A 215 kg rocket moving radially outward from Earth has a speed of 6.42 km/s when its engine shuts off 307 km above Earth's surface. (a) Assuming negligible air drag, find the rocket's kinetic energy when the rocket is 731 km above Earth's surface. (b) What maximum height above the surface is reached by the rocket

Answer 1

GIVEN DATA

Mass of Rocket = m = 215 kg

Mass of Earth = M = $5.97*10^{24}$ kg

Radius of Earth = R = $6.37*10^6$ m

Gravitational Constant = G = $6.67*10^-11 \;\;m^3kg^{-1}s^{-2}$

Speed of Rocket = 6.42 km/s

Initial Height of Rocket from Earth's Surface = 307 km = $3.07*10^5$ m

Final Height of Rocket from Earth's Surface = 731 km = $7.31*10^5$ m

Initial Height from Earth's Centre = $R_i$ = $3.07*10^5 + 6.37*10^6 = 6.677*10^6$ m

Final Height from Earth's Surface = $R_f$ = $7.31*10^5 + 6.37*10^6 = 7.101*10^6$ m

(a) Kinetic Energy at Final Height = $K.E_f$

(b) Maximum Height of Rocket above Earth's Surface = $H_{max}$

EXPLANATION

Part (a):

As drag air is negligible, energy will be conserved.

$\therefore$ ΔE = 0

$K.E_i + U_i = K.E_f + U_f$

$K.E_f = U_f - K.E_i - U_i$

where, U is the potential energy of the system.
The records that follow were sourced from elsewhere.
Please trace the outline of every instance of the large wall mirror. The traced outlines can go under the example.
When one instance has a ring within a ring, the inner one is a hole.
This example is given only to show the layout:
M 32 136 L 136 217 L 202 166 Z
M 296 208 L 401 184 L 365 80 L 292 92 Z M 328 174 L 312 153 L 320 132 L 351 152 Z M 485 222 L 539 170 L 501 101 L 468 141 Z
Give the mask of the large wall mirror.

$K.E_f=\;G\frac{mM}{R_f} + \frac{1}{2}mv_i^2\;-\;G\frac{mM}{R_i}\;\;\;\;----------\;(1)$

Substituting Values and simplifying,

$K.E_f = 3.665*10^9 J$

Part (b):

The rocket will come to rest after reaching the maximum height. Therefore, its final velocity and consequently final kinetic energy will be zero.

$i.e.\;\;v_f = 0\;\;\;\&\;\;\; K.E_f=0$

Equation (1) will become,

$0\;=\;\;G\frac{mM}{R_f} + \frac{1}{2}mv_i^2\;-\;G\frac{mM}{R_i}$

$or\;\;\frac{1}{2}v_i^2= GM(\frac{1}{R_i}-\frac{1}{R_f})\\\\\frac{1}{2GM}v_i^2= (\frac{1}{R_i}-\frac{1}{R_f})\\\\\therefore\; R_f = \frac{2GMR_i}{2GM-v_i^2R_i}$

Substituting values and simplifying,

$R_f = 10.20*10^6 m$

which is the distance from the Earth's centre. To find the height of rocket from Earth's surface, we simply subtract the Earth's radius from above result.

$H_{max} = R_f - R$

$H_{max} = 10.20*10^6\;-\;6.37*10^6\\\\H_{max} = 3.83*10^6\;\;m$